Sarracenia

MetPX-Sarracenia is a data duplication or distribution engine that leverages existing standard technologies (file and web servers and AMQP brokers) to achieve real-time message delivery and end to end transparency in file transfers. Whereas in Sundew, each switch is a standalone configuration which transforms data in complex ways, in Sarracenia, the data sources establish a file tree hierarchy which is carried through any number of intervening pumps until they arrive at a client. The client can provide explicit acknowledgement that propagates back through the network to the source. Whereas traditional file switching is a point-to-point affair where knowledge is only between each segment, in Sarracenia, information flows from end to end in both directions.

Overview

At it's heart, Sarracenia exposes a tree of web accessible folders (WAF), using any standard HTTP server (tested with apache) or SFTP server, with other types of servers as a pluggable option.

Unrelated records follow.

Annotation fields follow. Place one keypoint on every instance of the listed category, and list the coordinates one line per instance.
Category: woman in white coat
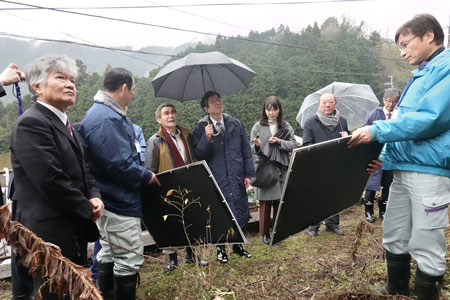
(271, 135)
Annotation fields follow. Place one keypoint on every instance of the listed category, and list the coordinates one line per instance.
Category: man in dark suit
(326, 124)
(55, 196)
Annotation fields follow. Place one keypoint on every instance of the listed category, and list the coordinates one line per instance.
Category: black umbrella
(192, 76)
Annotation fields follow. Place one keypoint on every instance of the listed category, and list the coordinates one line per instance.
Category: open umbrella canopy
(192, 76)
(354, 102)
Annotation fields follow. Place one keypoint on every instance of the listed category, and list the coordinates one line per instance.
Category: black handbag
(266, 174)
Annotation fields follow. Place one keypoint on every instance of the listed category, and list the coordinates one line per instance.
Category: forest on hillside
(290, 65)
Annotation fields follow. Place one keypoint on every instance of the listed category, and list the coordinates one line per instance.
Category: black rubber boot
(399, 272)
(173, 262)
(427, 287)
(125, 287)
(105, 280)
(368, 205)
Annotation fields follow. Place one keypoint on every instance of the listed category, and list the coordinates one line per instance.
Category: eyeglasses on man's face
(390, 101)
(403, 44)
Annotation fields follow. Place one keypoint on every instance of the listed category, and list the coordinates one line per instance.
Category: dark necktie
(219, 127)
(69, 128)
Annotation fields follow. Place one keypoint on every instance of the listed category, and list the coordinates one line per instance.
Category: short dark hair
(161, 106)
(116, 77)
(272, 101)
(208, 94)
(391, 93)
(421, 24)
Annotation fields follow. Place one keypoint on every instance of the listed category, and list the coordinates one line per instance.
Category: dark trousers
(265, 208)
(22, 282)
(97, 248)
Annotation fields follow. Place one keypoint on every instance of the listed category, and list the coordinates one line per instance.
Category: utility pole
(392, 81)
(448, 36)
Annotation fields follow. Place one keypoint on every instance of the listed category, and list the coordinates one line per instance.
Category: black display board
(323, 179)
(191, 195)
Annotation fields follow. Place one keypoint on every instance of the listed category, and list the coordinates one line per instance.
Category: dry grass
(325, 267)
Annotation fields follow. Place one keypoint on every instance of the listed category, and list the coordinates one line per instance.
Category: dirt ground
(325, 267)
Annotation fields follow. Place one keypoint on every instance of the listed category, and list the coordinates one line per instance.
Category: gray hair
(37, 72)
(391, 93)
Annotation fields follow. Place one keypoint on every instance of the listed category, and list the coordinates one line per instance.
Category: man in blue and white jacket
(112, 153)
(418, 150)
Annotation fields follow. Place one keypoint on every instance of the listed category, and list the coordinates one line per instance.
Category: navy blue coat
(315, 132)
(230, 159)
(375, 179)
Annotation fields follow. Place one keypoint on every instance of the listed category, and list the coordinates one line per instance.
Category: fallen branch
(60, 275)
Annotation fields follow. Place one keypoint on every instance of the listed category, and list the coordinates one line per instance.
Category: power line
(198, 16)
(186, 5)
(143, 52)
(84, 44)
(316, 71)
(93, 44)
(190, 31)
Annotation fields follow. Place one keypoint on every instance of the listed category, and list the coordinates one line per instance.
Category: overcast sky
(384, 16)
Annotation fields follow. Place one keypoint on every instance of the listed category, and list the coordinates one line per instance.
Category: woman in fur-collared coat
(271, 132)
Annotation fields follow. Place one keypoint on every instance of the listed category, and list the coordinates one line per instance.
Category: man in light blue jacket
(418, 150)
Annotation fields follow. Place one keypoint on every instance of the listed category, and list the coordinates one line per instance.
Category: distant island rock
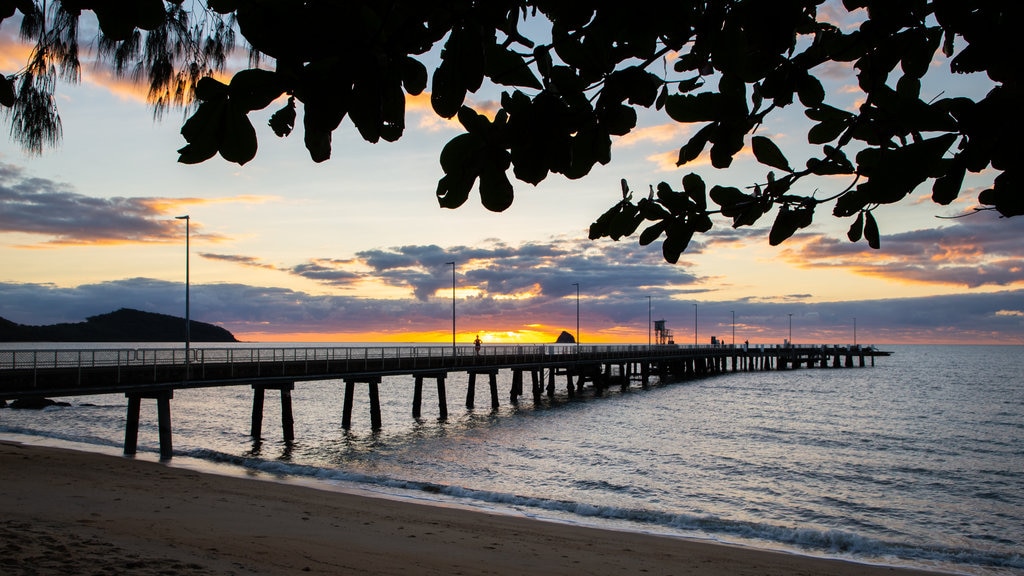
(125, 325)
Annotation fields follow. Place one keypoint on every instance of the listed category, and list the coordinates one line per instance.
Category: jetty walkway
(156, 373)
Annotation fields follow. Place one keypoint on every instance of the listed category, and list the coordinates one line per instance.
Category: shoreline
(65, 509)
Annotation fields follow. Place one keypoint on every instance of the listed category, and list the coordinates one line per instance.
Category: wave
(805, 540)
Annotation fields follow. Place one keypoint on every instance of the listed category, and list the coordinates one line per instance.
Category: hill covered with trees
(125, 325)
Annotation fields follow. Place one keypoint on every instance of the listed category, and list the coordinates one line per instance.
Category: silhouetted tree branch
(723, 65)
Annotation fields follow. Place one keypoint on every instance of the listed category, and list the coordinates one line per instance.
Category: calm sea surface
(916, 461)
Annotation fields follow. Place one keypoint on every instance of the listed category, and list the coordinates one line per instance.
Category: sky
(355, 249)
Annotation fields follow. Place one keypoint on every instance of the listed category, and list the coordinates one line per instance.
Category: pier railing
(455, 356)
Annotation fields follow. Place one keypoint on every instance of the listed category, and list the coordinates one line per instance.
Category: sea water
(915, 461)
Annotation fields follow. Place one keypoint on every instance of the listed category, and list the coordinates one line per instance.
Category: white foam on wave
(825, 543)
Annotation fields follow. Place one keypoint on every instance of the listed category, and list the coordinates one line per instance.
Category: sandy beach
(76, 512)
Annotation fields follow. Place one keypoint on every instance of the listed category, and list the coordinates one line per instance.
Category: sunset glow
(355, 249)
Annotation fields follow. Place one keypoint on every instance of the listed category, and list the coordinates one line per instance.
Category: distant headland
(125, 325)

Weather applications are soft real-time, where data should be delivered as quickly as possible to the next hop, and minutes, perhaps seconds, count. The standard web push technologies, ATOM, RSS, etc... are actually polling technologies that when used in low latency applications consume a great deal of bandwidth and overhead. For exactly these reasons, those standards stipulate a minimum polling interval of five minutes. Advanced Message Queueing Protocol (AMQP) messaging brings true push to notifications, and makes real-time sending far more efficient.

e-ddsr-components.jpg

Sources of data announce their products, pumping systems pull the data using HTTP or SFTP onto their WAF trees, and then announce their trees for downstream clients. When clients download data, they may write a report message back to the server. Servers are configured to forward those client report messages back through the intervening servers back to the source. The Source can see the entire path that the data took to get to each client. With traditional switching applications, sources only see that they delivered to the first hop in a chain. Beyond that first hop, routing is opaque, and tracing the path of data required assistance from administrators of each intervening system. With Sarracenia's report forwarding, the switching network is relatively transparent to the sources. Diagnostics are vastly simplified.

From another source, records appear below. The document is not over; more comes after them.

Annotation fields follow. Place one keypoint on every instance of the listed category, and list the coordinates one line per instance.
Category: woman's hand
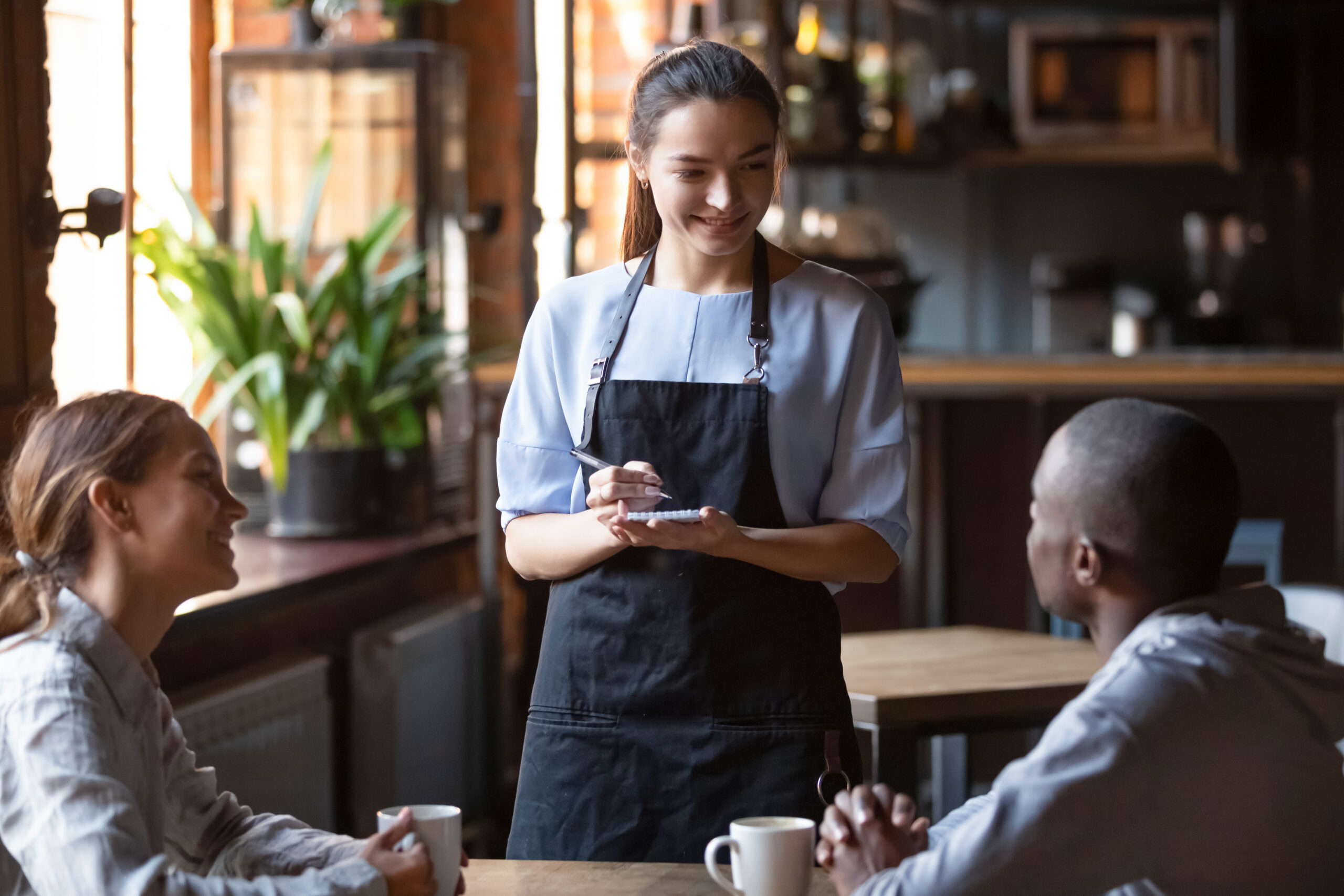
(407, 873)
(716, 534)
(636, 486)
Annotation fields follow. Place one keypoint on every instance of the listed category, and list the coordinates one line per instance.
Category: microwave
(1116, 81)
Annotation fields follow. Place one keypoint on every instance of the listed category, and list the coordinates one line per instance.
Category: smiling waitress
(690, 672)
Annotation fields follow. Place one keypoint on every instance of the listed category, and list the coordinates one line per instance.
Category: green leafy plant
(347, 358)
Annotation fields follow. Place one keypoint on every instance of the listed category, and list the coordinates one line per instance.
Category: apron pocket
(569, 718)
(777, 722)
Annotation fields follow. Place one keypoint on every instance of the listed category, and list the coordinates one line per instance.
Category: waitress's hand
(716, 534)
(636, 486)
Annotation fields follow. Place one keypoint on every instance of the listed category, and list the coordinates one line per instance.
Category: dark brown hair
(46, 493)
(699, 70)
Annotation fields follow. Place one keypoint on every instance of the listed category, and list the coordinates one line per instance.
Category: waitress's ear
(111, 505)
(636, 160)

For large files / high performance, files are segmented on ingest if they are sufficiently large to make this worthwhile. Each file can traverse the data pumping network independently, and reassembly is only needed at end points. A file of sufficient size will announce the availability of several segments for transfer, multiple threads or transfer nodes will pick up segments and transfer them. The more segments available, the higher the parallelism of the transfer. In many cases, Sarracenia manages parallelism and network usage without explicit user intervention. As intervening pumps do not store and forward entire files, the maximum file size which can traverse the network is maximized.

Where Sundew supports a wide variety of file formats, protocols, and conventions specific to the real-time meteorology, Sarracenia takes a step further away from specific applications and is a ruthlessly generic tree replication engine, which should allow it to be used in other domains. The initial prototype client, dd_subscribe, in use since 2013, was replaced in 2016 by the full blown Sarracenia package, with all components necessary for production as well as consumption of file trees.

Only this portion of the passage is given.